Craig A. Berry wrote:
On May 3, 2009, at 9:20 PM, John E. Malmberg wrote:
John E. Malmberg wrote:
Perl_sv_upgrade(pTHX_ register SV *const sv, svtype new_type)
case SVt_PVMG:
...
new_body_inline(new_body, new_type);
new_type = SVt_PVMG,
SVt_PVMG has a value of 7.
new_body = 44.
PL_Body_roots[sv_type] = 44.
From the code, it looks like this was expected to contain a valid
pointer.
From looking at the source code, it appears that the linked list of
bodies is corrupted. my_perl->Ibodyroots[7] has 44.
Yes, I see the same thing.
I have been looking at the S_more_bodies routine. Would it be
practical to put an assert on for a pointer being added to the linked
list with a value above 512? On VMS, the first page of memory is
protected no access.
I haven't had much time to poke at this, but I think an assert there
would only help if the body is created with a bogus pointer in the
SVt_PVMG slot rather than created with a good pointer that gets
clobbered later, and I think the second explanation is more likely. I
merely observe (without yet a chance fully to pursue) that 44 is a
suspicious number on a couple of different fronts.

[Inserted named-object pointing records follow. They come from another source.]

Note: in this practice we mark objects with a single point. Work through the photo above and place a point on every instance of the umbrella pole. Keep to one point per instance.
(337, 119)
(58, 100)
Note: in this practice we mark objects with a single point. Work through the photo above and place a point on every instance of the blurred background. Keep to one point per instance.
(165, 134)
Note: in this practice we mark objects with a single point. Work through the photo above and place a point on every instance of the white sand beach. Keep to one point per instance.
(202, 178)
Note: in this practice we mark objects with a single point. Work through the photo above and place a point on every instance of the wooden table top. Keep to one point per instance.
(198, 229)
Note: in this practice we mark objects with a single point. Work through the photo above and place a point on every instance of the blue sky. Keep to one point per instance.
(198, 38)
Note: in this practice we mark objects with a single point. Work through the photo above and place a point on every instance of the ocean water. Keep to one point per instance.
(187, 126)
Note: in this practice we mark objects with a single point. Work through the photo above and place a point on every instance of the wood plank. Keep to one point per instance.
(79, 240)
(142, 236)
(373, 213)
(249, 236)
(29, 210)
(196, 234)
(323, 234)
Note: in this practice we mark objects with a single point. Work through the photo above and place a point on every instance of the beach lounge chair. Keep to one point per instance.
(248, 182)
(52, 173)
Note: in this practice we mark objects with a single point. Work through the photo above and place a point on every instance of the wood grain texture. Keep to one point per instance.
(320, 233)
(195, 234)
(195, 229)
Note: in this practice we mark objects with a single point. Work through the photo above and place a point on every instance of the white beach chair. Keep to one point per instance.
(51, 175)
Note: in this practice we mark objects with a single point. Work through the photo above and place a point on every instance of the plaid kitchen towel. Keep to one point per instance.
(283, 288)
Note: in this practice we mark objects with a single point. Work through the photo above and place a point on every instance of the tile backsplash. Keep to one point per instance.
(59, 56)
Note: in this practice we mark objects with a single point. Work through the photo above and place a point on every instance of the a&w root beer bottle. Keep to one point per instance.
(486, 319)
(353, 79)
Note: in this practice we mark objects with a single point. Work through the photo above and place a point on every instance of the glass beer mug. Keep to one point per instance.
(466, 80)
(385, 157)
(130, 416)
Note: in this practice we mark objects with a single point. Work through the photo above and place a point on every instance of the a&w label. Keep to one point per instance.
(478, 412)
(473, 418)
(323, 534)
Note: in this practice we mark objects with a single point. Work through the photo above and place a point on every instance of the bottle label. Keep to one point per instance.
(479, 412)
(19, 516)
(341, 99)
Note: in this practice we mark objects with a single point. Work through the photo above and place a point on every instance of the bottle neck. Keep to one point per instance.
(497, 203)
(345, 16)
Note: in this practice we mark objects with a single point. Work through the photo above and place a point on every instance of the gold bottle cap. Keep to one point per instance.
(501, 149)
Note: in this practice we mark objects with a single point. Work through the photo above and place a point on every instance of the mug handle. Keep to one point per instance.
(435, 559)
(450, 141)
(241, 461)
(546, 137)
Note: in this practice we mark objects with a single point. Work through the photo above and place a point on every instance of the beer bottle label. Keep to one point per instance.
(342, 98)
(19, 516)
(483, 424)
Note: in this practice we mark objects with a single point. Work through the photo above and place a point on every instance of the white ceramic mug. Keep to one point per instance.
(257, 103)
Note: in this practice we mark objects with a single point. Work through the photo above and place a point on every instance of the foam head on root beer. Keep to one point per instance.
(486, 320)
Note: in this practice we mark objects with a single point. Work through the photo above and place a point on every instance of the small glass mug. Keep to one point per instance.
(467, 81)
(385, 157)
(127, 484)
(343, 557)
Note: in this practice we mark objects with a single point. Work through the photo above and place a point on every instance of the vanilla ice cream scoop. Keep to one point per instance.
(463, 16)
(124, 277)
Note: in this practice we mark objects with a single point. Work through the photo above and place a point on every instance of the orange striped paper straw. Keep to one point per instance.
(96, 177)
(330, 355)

Running with -Dm shows that various 44-byte chunks of memory get
allocated, including arenas that are multiples of 44 in size, so if
there is a legitimate size of 44 that is added to something that should
be a good value but is actually NULL, that might be one explanation for
where the bad smell is coming from.
44 / 0x2c is the value of SS$_ABORT, which is the return value of the
system() call in IPC::Cmd::_run, which is called somewhere in the chain
following from CPANPLUS::Dist::_resolve_prereqs.[1] If there is
something inappropriate going on with a vmsish pragma and the return
value of the system() call, that's another place where something could
go wrong, but also as yet another wacky theory that I haven't been able
to prove.
The only way that I can see that being an issue is if the return value
is ever stored in malloc()ed memory, and then either a buffer overrun of
that storage, or that memory gets freed before the status value is written.
Since no one else is reporting this failure, I will start looking at the
VMS specific code for implementing system() so see if I can find anything.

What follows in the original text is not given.